Unlike eicosanoids (except lipoxins), the lipid mediators derived from AA (ω-6 LCPUFA), the ω-3 LCPUFA (EPA and DHA)-derived lipid mediators possess anti-inflammatory and pro-resolving properties on tissue inflammation and wound healing, thus, are termed specialized pro-resolving mediators (SPM) and exhaustive literature has demonstrated the anti-inflammatory functions and health impact of ω-3 LCPUFA and their lipid mediators[88-92]. A previous study has reported the formation of various pro-resolving lipid mediators, including RvD1, RvD2 and PD1 at biologically active levels in healthy human subjects, who received fish oil supplementation for 3 wk[93]. Similarly, another study has reported plasma RvE1 levels 4 h after receiving fish oil orally in healthy human subjects[94]. Although the formation of these lipid mediators is known to vary with different physiological and pathological conditions, ω-3 LCPUFA is being used for the secondary prevention and/or management of inflammatory diseases in humans, including cardiovascular disease, atherosclerosis, and cancer (non-communicable diseases), Alzheimer’s disease (neurodegenerative diseases), arthritis, asthma and skin diseases (dermatitis and psoriasis)[15,92,95-97]. Overall, the aforementioned literature has indicated multiple, interlinked pathways and mechanisms in exerting the anti-inflammatory and pro-resolving activities of ω-3 LCPUFA and their lipid mediators, such as inhibition of the cellular AA metabolic pathway (including immune cells such as neutrophils, monocytes, leukocytes, etc.,), its production and conversion to various pro-inflammatory lipid mediators [PG2 series, leukotriene 4 (LT4) series and thromboxane 2 (TX2) series eicosanoids] and platelet activation and its aggregation (anti-thrombosis), cessation of pro-inflammatory cytokine (TNFα, IL-6 and IL-1) release and leukocyte infiltration, elevation of anti-inflammatory cytokines/factors (IL-4, IL-10 and TGFβ) by mononuclear cells, induction of pro-resolving mediator (RvD/RvE, PD, MaR) synthesis, macrophage polarization and activation (classically activated/pro-inflammatory-M1 to alternatively activated/reparative-M2), induction of apoptosis of polymorphonuclear monocytes (PMN), their removal by phagocytosis, resolution of inflammation, initiation of wound healing/tissue repair and tissue regeneration, besides, regulating genes, proteins, receptor activation and cell signaling.

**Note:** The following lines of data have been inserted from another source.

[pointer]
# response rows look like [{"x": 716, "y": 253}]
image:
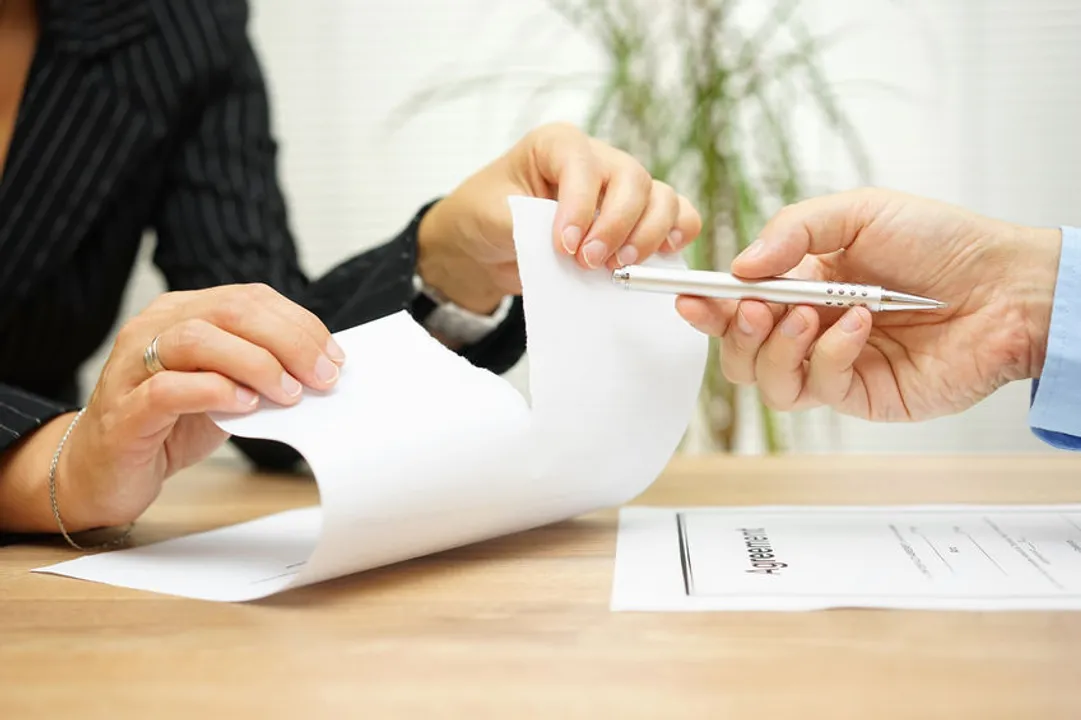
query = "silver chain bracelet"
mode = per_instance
[{"x": 52, "y": 493}]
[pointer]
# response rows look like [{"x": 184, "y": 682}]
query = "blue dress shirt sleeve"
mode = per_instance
[{"x": 1055, "y": 415}]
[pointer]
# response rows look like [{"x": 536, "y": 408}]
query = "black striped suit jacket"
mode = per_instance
[{"x": 152, "y": 115}]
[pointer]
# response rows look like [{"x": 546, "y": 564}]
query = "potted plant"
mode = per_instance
[{"x": 707, "y": 100}]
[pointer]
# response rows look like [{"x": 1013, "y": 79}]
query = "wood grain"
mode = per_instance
[{"x": 519, "y": 627}]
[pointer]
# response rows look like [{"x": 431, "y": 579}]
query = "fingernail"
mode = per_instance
[
  {"x": 852, "y": 322},
  {"x": 291, "y": 385},
  {"x": 335, "y": 351},
  {"x": 572, "y": 238},
  {"x": 793, "y": 324},
  {"x": 627, "y": 255},
  {"x": 325, "y": 371},
  {"x": 595, "y": 252},
  {"x": 245, "y": 397},
  {"x": 753, "y": 250},
  {"x": 743, "y": 323}
]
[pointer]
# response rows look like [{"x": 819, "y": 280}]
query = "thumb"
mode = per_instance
[{"x": 817, "y": 226}]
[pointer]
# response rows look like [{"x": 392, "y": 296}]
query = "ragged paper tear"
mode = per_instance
[{"x": 416, "y": 451}]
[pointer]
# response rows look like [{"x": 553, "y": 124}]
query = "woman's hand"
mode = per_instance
[
  {"x": 222, "y": 350},
  {"x": 997, "y": 278},
  {"x": 611, "y": 212}
]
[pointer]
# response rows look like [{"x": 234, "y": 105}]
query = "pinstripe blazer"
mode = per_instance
[{"x": 152, "y": 115}]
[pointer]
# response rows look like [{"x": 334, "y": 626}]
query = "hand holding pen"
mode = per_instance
[{"x": 983, "y": 288}]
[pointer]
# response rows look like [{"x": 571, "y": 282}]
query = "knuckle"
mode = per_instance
[
  {"x": 266, "y": 364},
  {"x": 159, "y": 390},
  {"x": 259, "y": 292},
  {"x": 130, "y": 333},
  {"x": 231, "y": 309},
  {"x": 189, "y": 334},
  {"x": 771, "y": 400},
  {"x": 640, "y": 176}
]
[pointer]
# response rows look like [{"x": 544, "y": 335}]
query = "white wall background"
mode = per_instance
[{"x": 982, "y": 112}]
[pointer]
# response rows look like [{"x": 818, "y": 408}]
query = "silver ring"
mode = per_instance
[{"x": 150, "y": 358}]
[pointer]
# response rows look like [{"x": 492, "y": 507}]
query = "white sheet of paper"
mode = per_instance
[
  {"x": 416, "y": 451},
  {"x": 811, "y": 558}
]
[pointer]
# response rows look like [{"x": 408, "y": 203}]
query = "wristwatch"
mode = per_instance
[{"x": 441, "y": 317}]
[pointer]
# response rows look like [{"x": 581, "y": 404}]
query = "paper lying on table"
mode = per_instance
[
  {"x": 811, "y": 558},
  {"x": 416, "y": 451}
]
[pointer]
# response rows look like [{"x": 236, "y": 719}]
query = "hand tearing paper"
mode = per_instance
[{"x": 416, "y": 451}]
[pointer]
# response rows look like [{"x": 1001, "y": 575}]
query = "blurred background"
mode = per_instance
[{"x": 972, "y": 102}]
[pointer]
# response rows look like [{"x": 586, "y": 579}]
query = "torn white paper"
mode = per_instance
[
  {"x": 416, "y": 451},
  {"x": 810, "y": 558}
]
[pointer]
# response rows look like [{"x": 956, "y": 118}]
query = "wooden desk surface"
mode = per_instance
[{"x": 520, "y": 627}]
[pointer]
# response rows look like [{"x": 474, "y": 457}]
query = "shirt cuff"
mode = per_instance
[{"x": 1055, "y": 415}]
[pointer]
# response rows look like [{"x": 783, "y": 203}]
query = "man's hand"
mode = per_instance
[
  {"x": 611, "y": 212},
  {"x": 997, "y": 278}
]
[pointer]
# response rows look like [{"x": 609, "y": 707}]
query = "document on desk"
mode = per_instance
[
  {"x": 958, "y": 557},
  {"x": 417, "y": 451}
]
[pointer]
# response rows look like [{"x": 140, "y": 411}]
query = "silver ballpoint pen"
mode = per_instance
[{"x": 705, "y": 283}]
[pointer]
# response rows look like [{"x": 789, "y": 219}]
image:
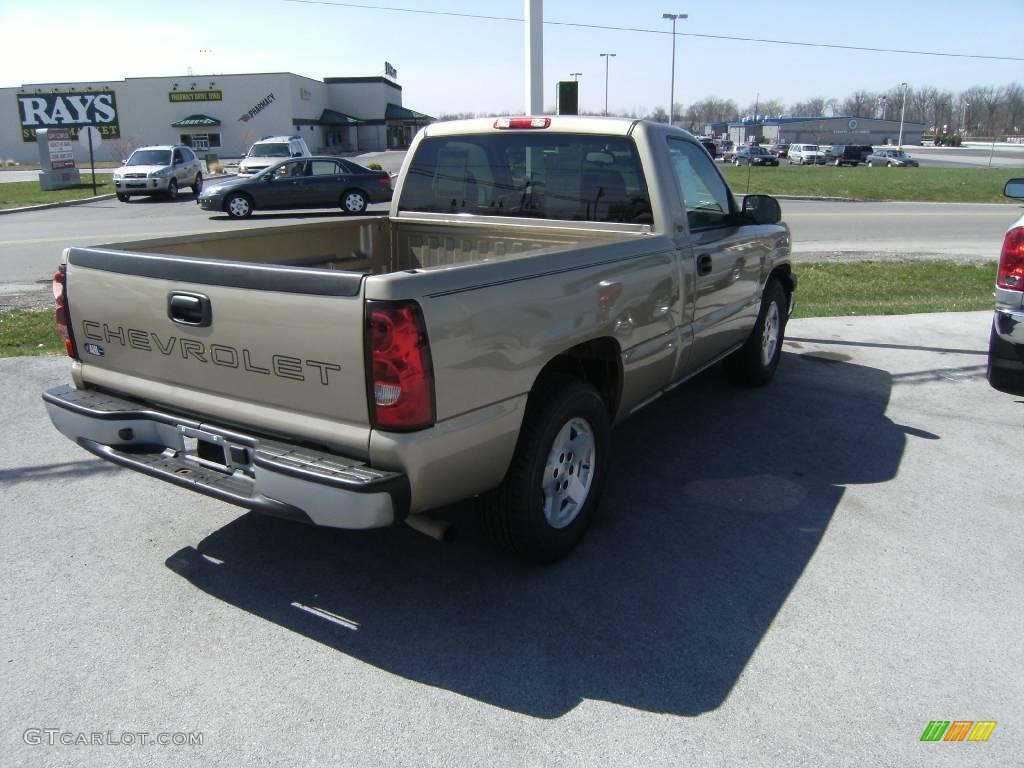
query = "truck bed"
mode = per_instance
[{"x": 366, "y": 245}]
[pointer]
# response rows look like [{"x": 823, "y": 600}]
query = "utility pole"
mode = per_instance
[
  {"x": 607, "y": 57},
  {"x": 672, "y": 97},
  {"x": 902, "y": 112},
  {"x": 535, "y": 56}
]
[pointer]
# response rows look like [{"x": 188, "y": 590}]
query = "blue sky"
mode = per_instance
[{"x": 449, "y": 64}]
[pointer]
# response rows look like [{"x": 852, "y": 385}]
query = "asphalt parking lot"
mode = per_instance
[{"x": 804, "y": 574}]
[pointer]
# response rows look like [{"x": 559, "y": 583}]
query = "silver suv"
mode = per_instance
[
  {"x": 1006, "y": 342},
  {"x": 159, "y": 170},
  {"x": 271, "y": 150}
]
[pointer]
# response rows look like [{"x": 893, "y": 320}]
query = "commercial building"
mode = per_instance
[
  {"x": 221, "y": 114},
  {"x": 817, "y": 130}
]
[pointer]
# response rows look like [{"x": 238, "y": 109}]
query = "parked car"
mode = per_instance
[
  {"x": 270, "y": 150},
  {"x": 890, "y": 159},
  {"x": 806, "y": 155},
  {"x": 1006, "y": 341},
  {"x": 163, "y": 169},
  {"x": 300, "y": 182},
  {"x": 754, "y": 156},
  {"x": 852, "y": 155}
]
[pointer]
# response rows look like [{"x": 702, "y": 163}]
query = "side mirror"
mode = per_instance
[
  {"x": 762, "y": 209},
  {"x": 1014, "y": 187}
]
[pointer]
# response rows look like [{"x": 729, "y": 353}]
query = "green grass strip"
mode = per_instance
[
  {"x": 911, "y": 184},
  {"x": 20, "y": 194},
  {"x": 892, "y": 288}
]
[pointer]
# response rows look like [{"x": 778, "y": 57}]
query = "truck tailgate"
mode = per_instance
[{"x": 275, "y": 348}]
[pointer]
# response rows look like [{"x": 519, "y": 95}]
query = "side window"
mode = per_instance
[
  {"x": 705, "y": 194},
  {"x": 325, "y": 168}
]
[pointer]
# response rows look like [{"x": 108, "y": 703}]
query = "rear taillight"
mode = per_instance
[
  {"x": 400, "y": 372},
  {"x": 522, "y": 123},
  {"x": 1011, "y": 275},
  {"x": 61, "y": 316}
]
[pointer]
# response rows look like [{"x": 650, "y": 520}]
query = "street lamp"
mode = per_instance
[
  {"x": 902, "y": 112},
  {"x": 607, "y": 57},
  {"x": 672, "y": 98}
]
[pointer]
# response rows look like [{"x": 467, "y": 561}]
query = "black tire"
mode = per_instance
[
  {"x": 239, "y": 206},
  {"x": 353, "y": 202},
  {"x": 530, "y": 515},
  {"x": 1008, "y": 377},
  {"x": 755, "y": 363}
]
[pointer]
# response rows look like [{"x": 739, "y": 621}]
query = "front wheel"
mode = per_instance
[
  {"x": 353, "y": 202},
  {"x": 239, "y": 206},
  {"x": 554, "y": 483},
  {"x": 755, "y": 363}
]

A large body of evidence on the immunomodulatory effects mediated by ω-3 LCPUFA (EPA and DHA) and their lipid mediators, during infections and the underlying mechanisms have emerged from various experimental studies, involving animal and cell line models (both in vitro and ex vivo) and exhaustively reviewed earlier by several researchers[98-106]. In general, ω-3 LCPUFA administration results in EPA and DHA incorporation into membrane phospholipids, which increase the fluidity of the membrane, due to their long unsaturated acyl chain and thus alter the overall physicochemical properties of cells, including, membrane microdomains; lipid rafts, transporters, receptors, signaling proteins, etc. Furthermore, ω-3 LCPUFA have been shown to alter the functions of immune cells, such as monocytes/macrophages, natural killer (NK) cells, T cells, B cells, dendritic cells and other immune cells, and affect the cell interaction, antigen-presenting, major histocompatibility complex (MHC) class II molecule and intracellular adhesion molecule-1 (IVCAM-1)], secretory cytokines (namely IL-1β, TNFα and INFγ) and factors of immune cells involved in the innate and adaptive response, thus decreasing the host’s defense against microorganisms and increasing susceptibility to infection and mostly associated with excessive ω-3 PUFA concentration. However, extensive pre-clinical studies have shown that the ω-3 PUFA increases B cell activation by modulating antigen presentation, cytokine release and antibody production through multiple pathways, including the regulation of cytokine production by T helper cell type 2 (Th2 cell type)[103,104]. A study by Gorjã et al[105] has demonstrated increased neutrophil phagocytic capacity in human volunteers upon fish oil intake for 2 mo. Importantly, it appears that the ω-3 LCPUFA bring about these changes possibly through their bio-active lipid mediators and by altering the membrane composition and properties, in addition to their direct involvement. However, the lack of direct/supportive evidence from clinical studies with infectious diseases suggests that the immunomodulatory effects of ω-3 LCPUFA are still debatable and inconclusive, as they are derived mainly from experimental and in vitro and ex vivo studies. Nevertheless, the experimental evidence has unequivocally established the profound effect of ω-3 LCPUFA on almost all immune cells that are being investigated[98-105].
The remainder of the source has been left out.